Foto: Barbara Palffy

Man schätze Alexander Pschill außerordentlich, er ist ein Mann, der bewiesen hat, dass es auch nach dem Fernsehen noch ein Künstlerleben geben kann: Was er als Schauspieler in der Josefstadt sehen lässt, bewegt sich stets auf hohem Niveau. Und er hat zweifellos ein echtes Händchen für Regie: Dort, wo er sich nicht formal in Unsinn verbohrt, gelingt ihm außerordentliche Schauspielerführung. Die jungen Leute von heute sprechen Schnitzler in den besten Passagen, als könnte es nicht anders sein, mit der vollen Selbstverständlichkeit, die aus diesem brillanten Text erwächst, und der dann auch Figuren schafft.

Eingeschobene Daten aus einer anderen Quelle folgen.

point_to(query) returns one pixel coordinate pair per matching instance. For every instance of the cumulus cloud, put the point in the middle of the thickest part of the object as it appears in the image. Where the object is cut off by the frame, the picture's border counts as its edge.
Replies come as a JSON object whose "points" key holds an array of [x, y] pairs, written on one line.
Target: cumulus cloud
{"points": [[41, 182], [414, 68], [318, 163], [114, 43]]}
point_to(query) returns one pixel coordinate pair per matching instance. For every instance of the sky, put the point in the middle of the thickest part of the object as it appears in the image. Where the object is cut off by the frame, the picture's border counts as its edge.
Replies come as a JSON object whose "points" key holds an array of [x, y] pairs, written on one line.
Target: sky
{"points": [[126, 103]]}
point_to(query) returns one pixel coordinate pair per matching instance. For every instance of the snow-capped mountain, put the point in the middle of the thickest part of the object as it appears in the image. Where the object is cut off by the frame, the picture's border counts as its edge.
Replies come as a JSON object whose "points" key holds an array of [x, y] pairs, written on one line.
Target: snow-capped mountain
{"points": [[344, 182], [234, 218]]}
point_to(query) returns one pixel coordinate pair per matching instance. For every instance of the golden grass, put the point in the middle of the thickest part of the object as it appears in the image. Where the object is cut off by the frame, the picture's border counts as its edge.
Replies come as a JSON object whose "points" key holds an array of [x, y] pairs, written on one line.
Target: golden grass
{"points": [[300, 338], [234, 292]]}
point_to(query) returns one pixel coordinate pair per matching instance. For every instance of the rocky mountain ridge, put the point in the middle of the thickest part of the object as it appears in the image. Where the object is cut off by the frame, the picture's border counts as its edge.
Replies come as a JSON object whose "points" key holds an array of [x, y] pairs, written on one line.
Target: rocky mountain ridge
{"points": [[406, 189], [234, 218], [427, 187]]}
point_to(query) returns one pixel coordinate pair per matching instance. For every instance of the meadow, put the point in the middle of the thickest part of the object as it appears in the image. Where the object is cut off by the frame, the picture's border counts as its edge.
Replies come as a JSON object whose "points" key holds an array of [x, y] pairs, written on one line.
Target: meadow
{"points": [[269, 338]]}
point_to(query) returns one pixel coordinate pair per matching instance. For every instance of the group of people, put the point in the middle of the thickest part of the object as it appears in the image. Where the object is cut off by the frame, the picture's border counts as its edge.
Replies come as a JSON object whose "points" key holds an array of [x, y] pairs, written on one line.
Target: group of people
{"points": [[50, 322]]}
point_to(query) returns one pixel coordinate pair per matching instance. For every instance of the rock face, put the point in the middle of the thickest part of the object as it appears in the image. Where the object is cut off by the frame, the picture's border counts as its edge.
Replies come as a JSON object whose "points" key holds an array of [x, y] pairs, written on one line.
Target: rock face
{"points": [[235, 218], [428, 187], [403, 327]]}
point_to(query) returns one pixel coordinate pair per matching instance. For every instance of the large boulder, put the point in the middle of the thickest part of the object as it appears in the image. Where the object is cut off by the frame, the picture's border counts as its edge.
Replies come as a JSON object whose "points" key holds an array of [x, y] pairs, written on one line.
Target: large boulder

Die dürfen durchaus anders konturiert sein als sonst – selten hat man eine so strahlend selbstbewusste, energiegeladene Genia Hofreiter gesehen wie von Carola Pojer, meisterlich, wenn sie nicht Dinge zwanghaft falsch machen muss (das „Happyend“ zu „You are forgiven“ – mein Gott!) Es ist überhaupt der Abend von drei Frauen, denn noch zwei sind außerordentlich: Wer hätte sich je eine Erna Wahl denken können, die schlicht und einfach kleinmädchenhaft oberösterreichischen Dialekt spricht – und wie unglaublich stark, richtig, überzeugend und präsent tut dies Lisa Reichetseder! Und noch ganz nachdrücklich: die Adele Natter der Lisa Habermann, wenn es auch – wie erwähnt – ein absoluter Unsinn ist, dass sie auch die Rolle ihres Mannes (!) spielen muss – und das Liebesgeständnis, das dieser (Herr Natter) im Stück ihr macht, nun als Adele Natter auf Hofreiter ummünzt…. Aber selbst damit wird sie fertig.

Man möchte diese drei Frauen nehmen, wie sie sind, und sie in eine „richtige“ Aufführung des „Weiten Landes“ stecken – die könnte dann ruhig Alexander Pschill inszenieren… Was er und seine Kollegin hier „bearbeitet“ haben, hat niemandem genützt – und nur ihnen selbst geschadet.